The task is to generate Armstrong Numbers from 1 up to the length of N decimal digits.
Armstrong number (aka Narcissistic number) of length N digits is a number which is equal to the sum of its digits each in power of N. For example: 153 = 1^3 + 5^3 + 3^3 = 3 + 125 + 27 = 153
More info at wiki
There is an obvious bruteforce algorithms that:
- Pre-generation of all powers i^j, where i is a digits, and j is possible length from 1 to N - this is necessary for all solutions
- For each integer i from 1 to K
- Divides i by digits
- Calculate power of each digit
- Sum up those powers
- If this sum is equal to i - add it to the result list
Implementation: ArmstrongNumbersBruteforce.java
It can be improved by parallel calculation of sum of digit powers to the number generation.
Implementation: ArmstrongNumbersBruteforceOpt.java
There is another interesting idea of bruteforce approach improvement.
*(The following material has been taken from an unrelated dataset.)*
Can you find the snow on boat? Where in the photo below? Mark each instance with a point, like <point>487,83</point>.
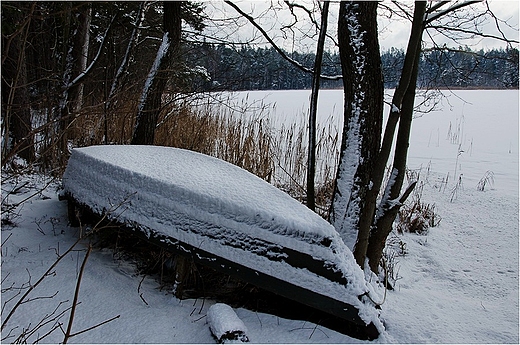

- Divide a number for two equal parts. In case of an odd N first part will be a bit longer. For example, if N=7, the number will be divide like XXXXYYY, where XXXX the first part (4 decimal digits), and YYY the second part with 3 digits.
- Generate all integers i of the second part (in our example there will be integers from 001 to 999).
- Calculate p equal to sum of digits in power of N.
- Add to some hash the following pair {p-i, i}. For example, for i=725, p=7^7+2^7+5^7=901796. We add pair {901071, 725}.
- Generate all integers i of the first part without leading zeros (in our example there will be integers from 1000 to 9999).
- Calculate p equal to sum of digits in power of N.
- Check if hash has a key of (i*10^(N/2)-p). For example, i=1741, thus p=1^7 + 7^7 + 4^7 + 1^7=839929. We look for key (1741000 - 839929) = (901071). OMG! It exists!!!
- In case that key exists we unite the Armstrong number from two parts and add it to the result list. 1741000 + 725 = 1741725
One addition, is that we cannot store simply (key, value), we need to store multiple values, for example to be able to generate 370 and 371.
Implementation: ArmstrongNumbersHash.java
We may note that for each multi-set of digits, like [1, 1, 2, 4, 5, 7, 7] there is only one sum of powers, which in its turn may either be or be not represented by the digits from set. In the example 1^7 + 1^7 + 2^7 + 4^7 + 5^7 + 7^7 + 7^7 = 1741725, which can be represented by the digits and thus is an Armstrong number.
We may build an algorighm basing on this consideration.
- For each number length from 1 to N
- Generate all possible multi-sets of N digits
- For each multi-set calculate sum of digits^N
- Check if it''s possible to represent the number we got on step 4 with the digits from the multi-set
- If so - add the number to the result list
Complexity assestment The number of cases calculated for each length N is equal to the number of combinations (N + 9, 9) = (N+9)!/(9!N!). Thus for all Ns less than 10 we will generate 92,377 cases. For N<20: 20,030,009 cases.
Implementation: ArmstrongNumbersMultiSetLong.java
With optimizations:
- For long: ArmstrongNumbersMultiSetLongOpt.java
- For BigInteger: ArmstrongNumbersMultiSetBigIntegerOpt.java
Let's compare the algorithms performance for different numbers of length N. I did the tests with my MacBook Pro.
| Algorithm | int (N<10) | long (N<20) | BigInteger (N<40) |
|---|---|---|---|
| Brute Force | ~55 seconds | few thousand years | N/A |
| Improved Brute Force | ~3.7 s | ~300 years | N/A |
| Hash Approach | 50 ms | OutOfMemoryException | N/A |
| Multi-set Approach | 15 ms | ~1.1 s | N/A |
| Multi-set Improved | 11 ms | ~550 ms | N/A |
| Multi-set Improved BigInteger | ~100 ms | ~5.5 s | ~ 0.5 hours |
Clear win of the multi-set algorithm!